Jenny se volvió y encontró con la mirada el letrero del Hard Rock Café. Dejó pasar un bus turístico e intercambió una fugaz sonrisa con una señora rubia de rasgos de Europa del norte sentada en el piso superior, descubierto y lleno de gente, concentrada en sacar fotografías. Entonces cruzó la calle.
Caminar por Memoria era como vivir en un continuo déjà vu , ahora ya se había acostumbrado. Cuanto más miraba a su alrededor, más aparecían fragmentos de su pasado. Desordenados y confusos. Reflexionó en ello mientras andaba hacia la entrada del local: a aquella señora no la había visto durante la excursión, no era una turista. Era una suplente de matemáticas, que algunos meses antes había sustituido durante una hora a su profesora, en el Scoresby Secondary College. Y no era australiana. Era alemana.
Jenny entró en el Hard Rock Café, decidida a expulsar aquel enésimo recuerdo. Una muchacha con el pelo rapado la acogió de inmediato con una amplia sonrisa y la voz chillona:
—¡Hola! ¿Estás sola?
Ella sonrió, incómoda, y asintió, huyendo con la mirada hacia una vitrina que ocupaba la pared cercana a la entrada. Enmarcaba un traje negro y largo, con una fila de tachuelas en las mangas y un cinturón de piel apretado a la altura de la cintura. La placa de abajo decía:
CRISTINA SCABBIA — LACUNA COIL
DARK ADRENALINE TOUR
—Sígueme, por favor... —le dijo la chica.
Jenny se hizo acompañar a una mesa. Mientras caminaba detrás de la camarera, un Mustang dorado llamó su atención, ofreciéndose en todo su esplendor. Estaba colgado sobre la barra circular del bar y giraba sobre sí mismo. Un verdadero himno a la llamativa y vistosa fachada que Estados Unidos ofrecía en las cadenas de restaurantes en que triunfaban reliquias musicales y cinematográficas.
La camarera señaló a Jenny una mesa libre, luego se alejó. La chica no tuvo tiempo de sentarse cuando la voz de Lily Dover chilló a sus espaldas.
—Eh, asocial, ¿quieres unirte a nosotros o no?
Tenía que habérselo imaginado. Había estado en aquel local con sus compañeros de clase, en la única tarde en que los profesores los habían dejado libres. Cuando se volvió, lo primero que vio fue el carmín exagerado en los labios de Lily. La consideraba una boba y siempre la había ninguneado. Lo detestaba todo de ella: la manía de ser siempre el centro de la atención, el tono de la voz, aquella continua gesticulación, la ropa excesivamente provocativa.
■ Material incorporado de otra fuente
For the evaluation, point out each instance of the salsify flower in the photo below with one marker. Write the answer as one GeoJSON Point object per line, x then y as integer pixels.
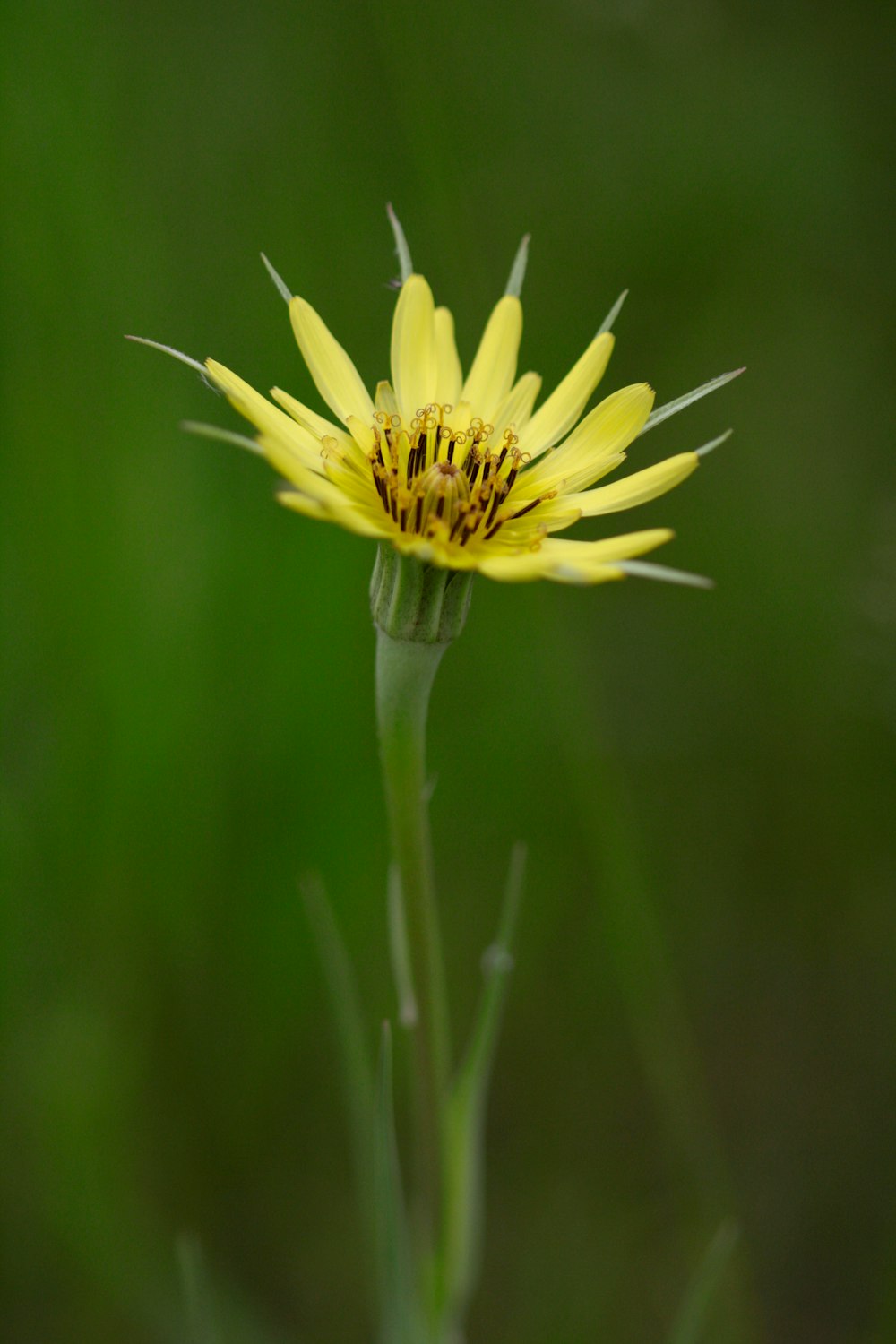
{"type": "Point", "coordinates": [462, 472]}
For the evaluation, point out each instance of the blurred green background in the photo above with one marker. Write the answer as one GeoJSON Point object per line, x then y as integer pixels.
{"type": "Point", "coordinates": [702, 1019]}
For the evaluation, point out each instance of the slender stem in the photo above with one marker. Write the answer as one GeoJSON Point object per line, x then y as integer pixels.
{"type": "Point", "coordinates": [405, 675]}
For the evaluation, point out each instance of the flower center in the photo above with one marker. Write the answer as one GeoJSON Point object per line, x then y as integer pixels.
{"type": "Point", "coordinates": [438, 480]}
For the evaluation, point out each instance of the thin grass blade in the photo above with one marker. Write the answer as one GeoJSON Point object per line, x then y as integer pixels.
{"type": "Point", "coordinates": [392, 1238]}
{"type": "Point", "coordinates": [358, 1074]}
{"type": "Point", "coordinates": [214, 1314]}
{"type": "Point", "coordinates": [692, 1317]}
{"type": "Point", "coordinates": [466, 1109]}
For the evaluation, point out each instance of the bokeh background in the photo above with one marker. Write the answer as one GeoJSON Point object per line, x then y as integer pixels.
{"type": "Point", "coordinates": [702, 1018]}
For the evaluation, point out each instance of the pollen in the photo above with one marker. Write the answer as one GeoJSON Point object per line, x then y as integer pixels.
{"type": "Point", "coordinates": [435, 480]}
{"type": "Point", "coordinates": [461, 470]}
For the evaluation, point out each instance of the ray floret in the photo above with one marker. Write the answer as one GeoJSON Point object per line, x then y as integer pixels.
{"type": "Point", "coordinates": [461, 470]}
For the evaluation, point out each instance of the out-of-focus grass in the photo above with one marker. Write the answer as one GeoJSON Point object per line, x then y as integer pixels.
{"type": "Point", "coordinates": [702, 1015]}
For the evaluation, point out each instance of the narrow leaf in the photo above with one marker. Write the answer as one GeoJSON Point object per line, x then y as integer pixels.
{"type": "Point", "coordinates": [614, 312]}
{"type": "Point", "coordinates": [201, 1316]}
{"type": "Point", "coordinates": [688, 400]}
{"type": "Point", "coordinates": [692, 1316]}
{"type": "Point", "coordinates": [466, 1109]}
{"type": "Point", "coordinates": [215, 1314]}
{"type": "Point", "coordinates": [517, 271]}
{"type": "Point", "coordinates": [358, 1081]}
{"type": "Point", "coordinates": [392, 1238]}
{"type": "Point", "coordinates": [401, 951]}
{"type": "Point", "coordinates": [281, 284]}
{"type": "Point", "coordinates": [402, 250]}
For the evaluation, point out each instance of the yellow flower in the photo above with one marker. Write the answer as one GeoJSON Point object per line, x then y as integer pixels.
{"type": "Point", "coordinates": [458, 470]}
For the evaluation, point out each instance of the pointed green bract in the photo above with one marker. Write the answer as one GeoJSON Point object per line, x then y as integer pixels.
{"type": "Point", "coordinates": [402, 250]}
{"type": "Point", "coordinates": [223, 435]}
{"type": "Point", "coordinates": [517, 271]}
{"type": "Point", "coordinates": [175, 354]}
{"type": "Point", "coordinates": [688, 400]}
{"type": "Point", "coordinates": [614, 312]}
{"type": "Point", "coordinates": [282, 288]}
{"type": "Point", "coordinates": [645, 570]}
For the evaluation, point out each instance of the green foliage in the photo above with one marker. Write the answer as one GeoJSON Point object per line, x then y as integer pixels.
{"type": "Point", "coordinates": [702, 997]}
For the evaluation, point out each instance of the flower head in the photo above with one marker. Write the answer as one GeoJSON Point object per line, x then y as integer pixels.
{"type": "Point", "coordinates": [463, 472]}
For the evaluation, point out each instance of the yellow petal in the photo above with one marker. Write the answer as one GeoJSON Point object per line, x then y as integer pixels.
{"type": "Point", "coordinates": [296, 440]}
{"type": "Point", "coordinates": [634, 489]}
{"type": "Point", "coordinates": [493, 368]}
{"type": "Point", "coordinates": [573, 562]}
{"type": "Point", "coordinates": [449, 376]}
{"type": "Point", "coordinates": [414, 367]}
{"type": "Point", "coordinates": [517, 405]}
{"type": "Point", "coordinates": [568, 400]}
{"type": "Point", "coordinates": [347, 516]}
{"type": "Point", "coordinates": [335, 375]}
{"type": "Point", "coordinates": [602, 435]}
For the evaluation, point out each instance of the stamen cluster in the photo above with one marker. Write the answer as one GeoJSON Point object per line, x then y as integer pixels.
{"type": "Point", "coordinates": [435, 478]}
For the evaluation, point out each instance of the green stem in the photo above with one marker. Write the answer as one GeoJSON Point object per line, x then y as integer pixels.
{"type": "Point", "coordinates": [405, 675]}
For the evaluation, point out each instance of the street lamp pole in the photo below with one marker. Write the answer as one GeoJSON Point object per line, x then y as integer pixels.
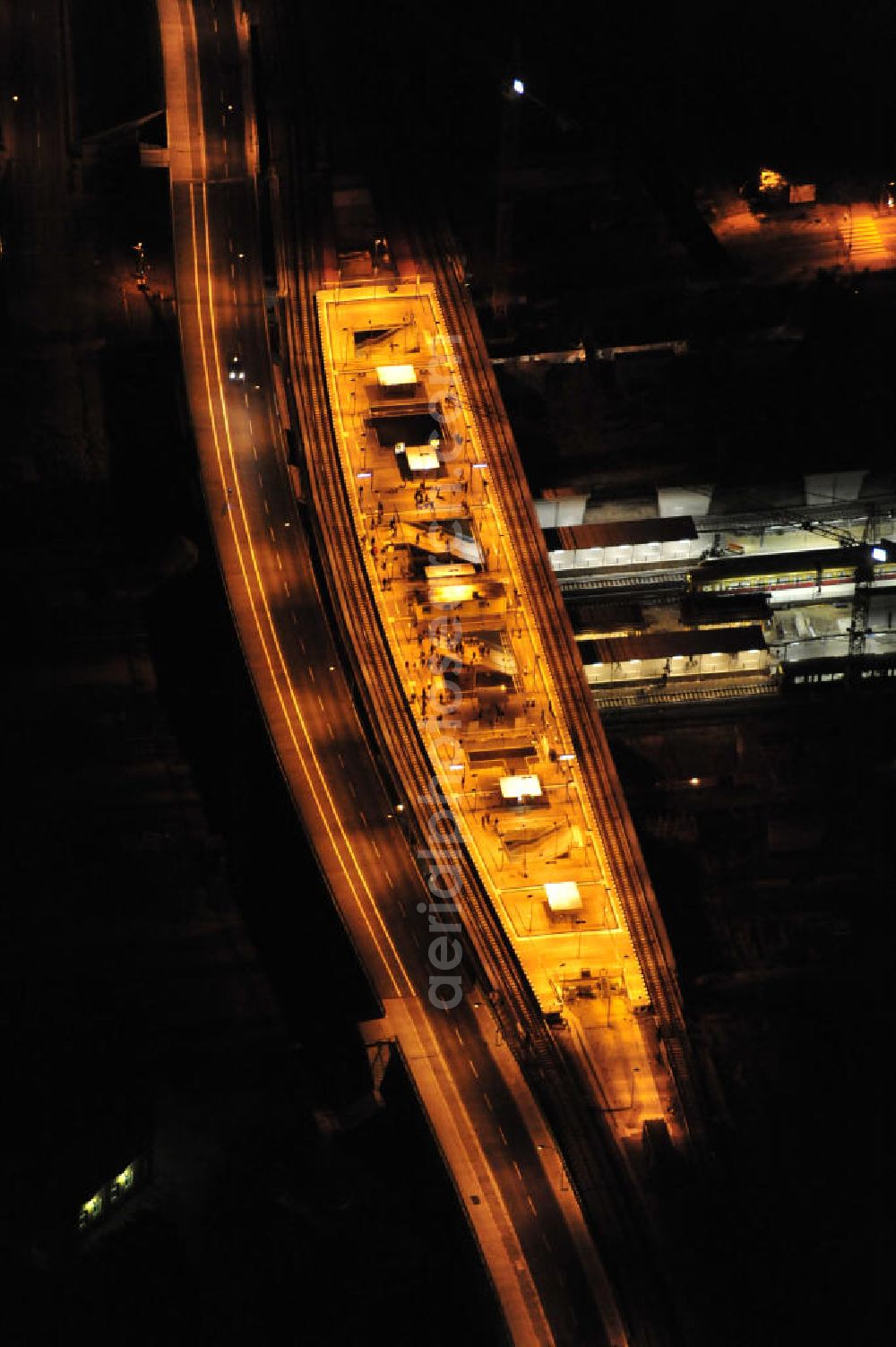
{"type": "Point", "coordinates": [564, 1183]}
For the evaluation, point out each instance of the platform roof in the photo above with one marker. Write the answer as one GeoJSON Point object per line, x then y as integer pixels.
{"type": "Point", "coordinates": [564, 896]}
{"type": "Point", "coordinates": [662, 645]}
{"type": "Point", "coordinates": [521, 787]}
{"type": "Point", "coordinates": [620, 533]}
{"type": "Point", "coordinates": [395, 376]}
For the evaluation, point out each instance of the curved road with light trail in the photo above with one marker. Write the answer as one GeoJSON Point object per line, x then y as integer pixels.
{"type": "Point", "coordinates": [521, 1219]}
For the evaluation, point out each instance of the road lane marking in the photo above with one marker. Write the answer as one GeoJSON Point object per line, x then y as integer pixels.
{"type": "Point", "coordinates": [271, 647]}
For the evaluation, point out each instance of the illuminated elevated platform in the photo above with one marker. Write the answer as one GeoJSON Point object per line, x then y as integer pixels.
{"type": "Point", "coordinates": [454, 605]}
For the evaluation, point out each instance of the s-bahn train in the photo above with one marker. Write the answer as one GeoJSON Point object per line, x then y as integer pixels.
{"type": "Point", "coordinates": [787, 575]}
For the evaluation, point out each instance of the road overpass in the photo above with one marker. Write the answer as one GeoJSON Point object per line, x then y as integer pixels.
{"type": "Point", "coordinates": [488, 1116]}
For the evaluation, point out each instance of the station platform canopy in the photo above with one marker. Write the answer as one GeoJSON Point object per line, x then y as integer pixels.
{"type": "Point", "coordinates": [521, 787]}
{"type": "Point", "coordinates": [395, 376]}
{"type": "Point", "coordinates": [564, 897]}
{"type": "Point", "coordinates": [422, 458]}
{"type": "Point", "coordinates": [625, 532]}
{"type": "Point", "coordinates": [660, 645]}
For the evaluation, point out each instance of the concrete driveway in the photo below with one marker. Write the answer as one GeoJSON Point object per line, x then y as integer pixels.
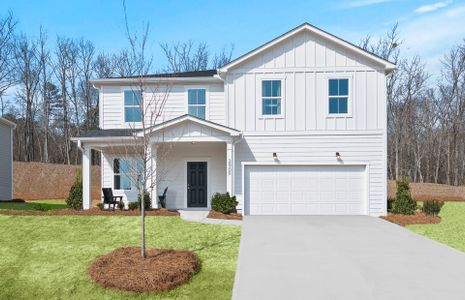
{"type": "Point", "coordinates": [353, 257]}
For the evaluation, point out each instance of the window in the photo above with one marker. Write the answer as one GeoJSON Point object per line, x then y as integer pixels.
{"type": "Point", "coordinates": [121, 173]}
{"type": "Point", "coordinates": [338, 96]}
{"type": "Point", "coordinates": [196, 99]}
{"type": "Point", "coordinates": [271, 97]}
{"type": "Point", "coordinates": [132, 106]}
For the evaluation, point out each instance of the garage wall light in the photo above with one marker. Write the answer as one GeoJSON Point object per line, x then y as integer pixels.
{"type": "Point", "coordinates": [275, 156]}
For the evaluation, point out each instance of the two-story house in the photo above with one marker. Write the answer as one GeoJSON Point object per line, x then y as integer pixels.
{"type": "Point", "coordinates": [296, 126]}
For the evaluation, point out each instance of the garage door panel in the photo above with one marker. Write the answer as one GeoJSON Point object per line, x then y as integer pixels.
{"type": "Point", "coordinates": [304, 190]}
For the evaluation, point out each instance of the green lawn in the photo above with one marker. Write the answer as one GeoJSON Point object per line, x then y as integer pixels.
{"type": "Point", "coordinates": [45, 205]}
{"type": "Point", "coordinates": [46, 257]}
{"type": "Point", "coordinates": [451, 230]}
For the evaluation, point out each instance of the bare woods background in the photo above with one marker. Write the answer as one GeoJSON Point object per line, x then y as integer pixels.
{"type": "Point", "coordinates": [45, 90]}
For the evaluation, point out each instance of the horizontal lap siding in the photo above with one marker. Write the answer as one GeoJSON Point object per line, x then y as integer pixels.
{"type": "Point", "coordinates": [320, 149]}
{"type": "Point", "coordinates": [175, 103]}
{"type": "Point", "coordinates": [6, 163]}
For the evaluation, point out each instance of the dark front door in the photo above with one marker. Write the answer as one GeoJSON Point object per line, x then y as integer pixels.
{"type": "Point", "coordinates": [196, 184]}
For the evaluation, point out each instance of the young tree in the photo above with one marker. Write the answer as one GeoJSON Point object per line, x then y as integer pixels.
{"type": "Point", "coordinates": [151, 101]}
{"type": "Point", "coordinates": [7, 58]}
{"type": "Point", "coordinates": [29, 70]}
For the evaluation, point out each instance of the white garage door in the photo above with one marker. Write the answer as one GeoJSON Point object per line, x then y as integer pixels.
{"type": "Point", "coordinates": [304, 190]}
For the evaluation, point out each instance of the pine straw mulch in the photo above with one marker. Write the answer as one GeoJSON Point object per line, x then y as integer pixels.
{"type": "Point", "coordinates": [417, 218]}
{"type": "Point", "coordinates": [162, 269]}
{"type": "Point", "coordinates": [219, 215]}
{"type": "Point", "coordinates": [89, 212]}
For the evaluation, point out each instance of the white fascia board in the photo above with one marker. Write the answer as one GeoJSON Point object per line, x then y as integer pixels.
{"type": "Point", "coordinates": [195, 120]}
{"type": "Point", "coordinates": [103, 81]}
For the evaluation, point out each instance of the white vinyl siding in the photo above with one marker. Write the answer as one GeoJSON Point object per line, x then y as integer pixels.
{"type": "Point", "coordinates": [300, 189]}
{"type": "Point", "coordinates": [321, 149]}
{"type": "Point", "coordinates": [112, 103]}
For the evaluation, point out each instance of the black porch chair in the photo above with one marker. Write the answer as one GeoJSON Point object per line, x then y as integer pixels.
{"type": "Point", "coordinates": [109, 199]}
{"type": "Point", "coordinates": [162, 198]}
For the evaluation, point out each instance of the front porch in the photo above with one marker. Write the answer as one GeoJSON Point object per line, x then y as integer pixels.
{"type": "Point", "coordinates": [191, 157]}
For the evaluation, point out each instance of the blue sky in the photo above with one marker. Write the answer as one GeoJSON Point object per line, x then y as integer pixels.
{"type": "Point", "coordinates": [429, 28]}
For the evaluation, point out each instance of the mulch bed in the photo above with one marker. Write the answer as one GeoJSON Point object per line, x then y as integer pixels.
{"type": "Point", "coordinates": [162, 269]}
{"type": "Point", "coordinates": [417, 218]}
{"type": "Point", "coordinates": [218, 215]}
{"type": "Point", "coordinates": [89, 212]}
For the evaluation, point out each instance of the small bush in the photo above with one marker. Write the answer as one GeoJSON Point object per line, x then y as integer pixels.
{"type": "Point", "coordinates": [120, 205]}
{"type": "Point", "coordinates": [133, 205]}
{"type": "Point", "coordinates": [404, 203]}
{"type": "Point", "coordinates": [224, 203]}
{"type": "Point", "coordinates": [74, 199]}
{"type": "Point", "coordinates": [147, 202]}
{"type": "Point", "coordinates": [432, 207]}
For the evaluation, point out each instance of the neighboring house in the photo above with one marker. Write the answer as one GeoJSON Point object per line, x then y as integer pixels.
{"type": "Point", "coordinates": [6, 159]}
{"type": "Point", "coordinates": [296, 126]}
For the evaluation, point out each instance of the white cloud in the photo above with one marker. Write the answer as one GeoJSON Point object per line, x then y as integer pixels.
{"type": "Point", "coordinates": [362, 3]}
{"type": "Point", "coordinates": [432, 7]}
{"type": "Point", "coordinates": [432, 35]}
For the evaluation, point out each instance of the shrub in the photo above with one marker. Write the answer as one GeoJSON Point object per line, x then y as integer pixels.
{"type": "Point", "coordinates": [39, 207]}
{"type": "Point", "coordinates": [147, 202]}
{"type": "Point", "coordinates": [74, 199]}
{"type": "Point", "coordinates": [133, 205]}
{"type": "Point", "coordinates": [404, 203]}
{"type": "Point", "coordinates": [432, 207]}
{"type": "Point", "coordinates": [120, 205]}
{"type": "Point", "coordinates": [224, 203]}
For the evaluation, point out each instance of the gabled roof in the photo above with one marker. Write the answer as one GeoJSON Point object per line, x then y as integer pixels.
{"type": "Point", "coordinates": [186, 117]}
{"type": "Point", "coordinates": [7, 122]}
{"type": "Point", "coordinates": [389, 66]}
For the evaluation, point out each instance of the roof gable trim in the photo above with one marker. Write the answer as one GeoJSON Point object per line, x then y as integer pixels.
{"type": "Point", "coordinates": [387, 65]}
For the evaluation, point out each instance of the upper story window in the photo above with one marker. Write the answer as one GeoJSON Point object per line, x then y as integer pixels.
{"type": "Point", "coordinates": [196, 99]}
{"type": "Point", "coordinates": [121, 174]}
{"type": "Point", "coordinates": [271, 97]}
{"type": "Point", "coordinates": [132, 106]}
{"type": "Point", "coordinates": [338, 96]}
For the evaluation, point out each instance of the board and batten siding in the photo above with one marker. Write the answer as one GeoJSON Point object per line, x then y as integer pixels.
{"type": "Point", "coordinates": [6, 163]}
{"type": "Point", "coordinates": [112, 103]}
{"type": "Point", "coordinates": [304, 63]}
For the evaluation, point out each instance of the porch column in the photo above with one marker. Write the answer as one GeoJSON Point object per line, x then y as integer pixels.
{"type": "Point", "coordinates": [229, 168]}
{"type": "Point", "coordinates": [151, 184]}
{"type": "Point", "coordinates": [86, 177]}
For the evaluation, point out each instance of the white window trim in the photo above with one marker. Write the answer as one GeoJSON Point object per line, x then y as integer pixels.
{"type": "Point", "coordinates": [132, 161]}
{"type": "Point", "coordinates": [207, 98]}
{"type": "Point", "coordinates": [129, 88]}
{"type": "Point", "coordinates": [349, 96]}
{"type": "Point", "coordinates": [259, 81]}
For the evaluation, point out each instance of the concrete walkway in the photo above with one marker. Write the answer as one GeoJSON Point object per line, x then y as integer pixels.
{"type": "Point", "coordinates": [353, 257]}
{"type": "Point", "coordinates": [201, 217]}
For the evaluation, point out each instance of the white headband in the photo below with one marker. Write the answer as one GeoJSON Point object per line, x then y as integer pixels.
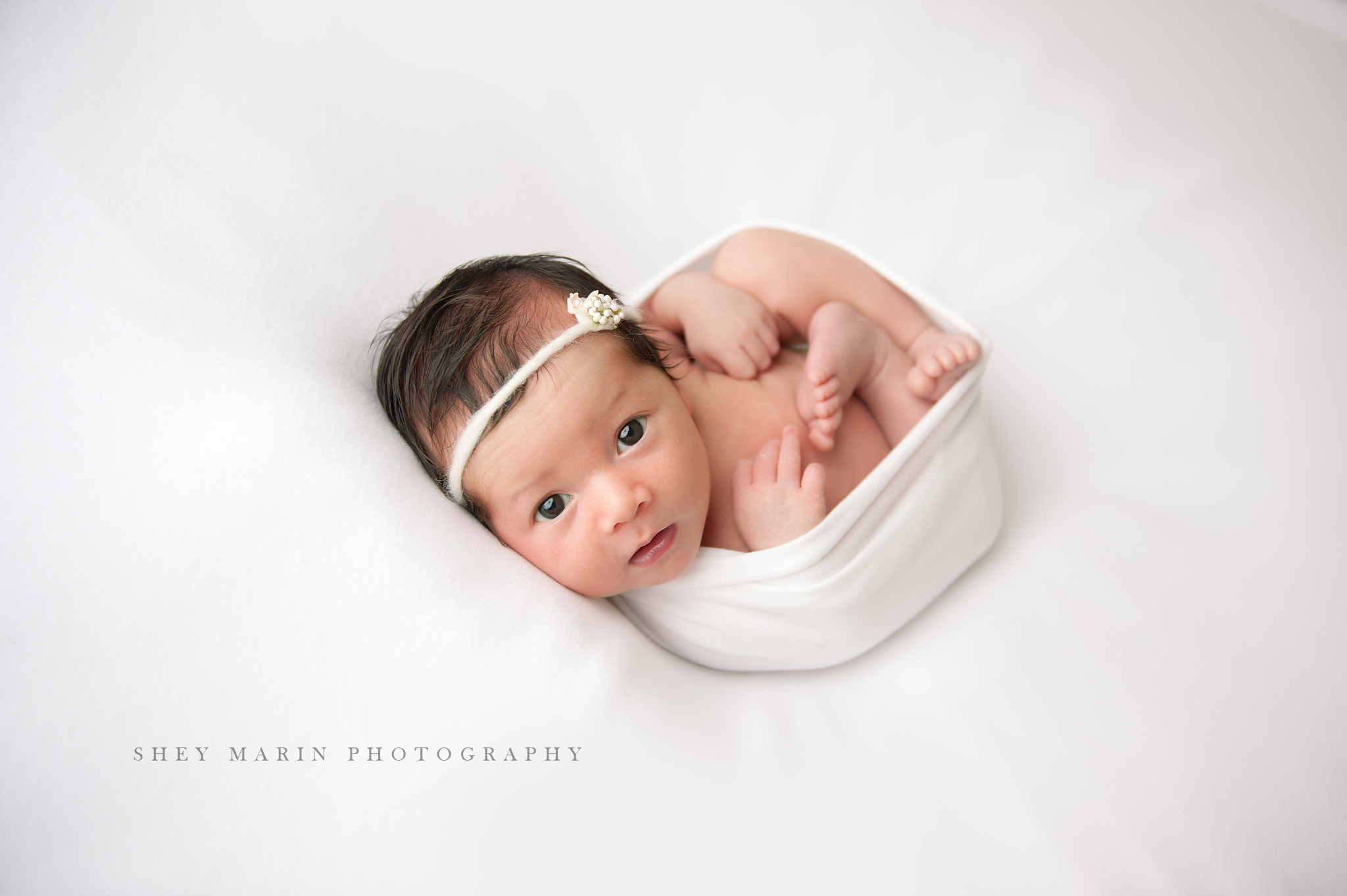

Era obvio que atrajera a los chicos como la miel... Al menos la mitad de los varones de su clase habían tenido algo que ver con Lily Dover. Jenny la usaba como una especie de papel tornasol: si un chico hacía caso a aquella fresca acababa automáticamente en su lista negra, lo cual incluía a la mayor parte de sus compañeros.
«Solo faltaba esta», pensó mientras se unía de mala gana al grupo de amigos. Por un momento deseó volver donde Alex, a la carrera, aunque esto significaba compartirlo con Marco. Mientras estuvieran atrapados en Memoria, había pocas alternativas.
Lo que Jenny no sabía, mientras se sentaba entre Lily y Sean en la mesa del Hard Rock Café, era que Alex ya no se encontraba en el paseo marítimo, donde lo había dejado. Estaba sentado a la mesa de la cocina, como un inesperado huésped de un recuerdo de su madre sepultado quién sabe dónde, mientras Valeria y Giorgio subían las escaleras de casa y se intercambiaban efusiones dignas de dos enamorados en su primera cita.
Alex estaba allí, en la cocina.
Pero aún no había nacido.
Sus ojos estaban arrebatados por la primera página del Corriere della Sera y clavados en aquella fecha: 1996. El ruido de las llaves en la cerradura lo sobresaltó. Se volvió de golpe, y, mientras la llave daba cuatro vueltas, consiguió escabullirse por el pasillo, en dirección a su habitación.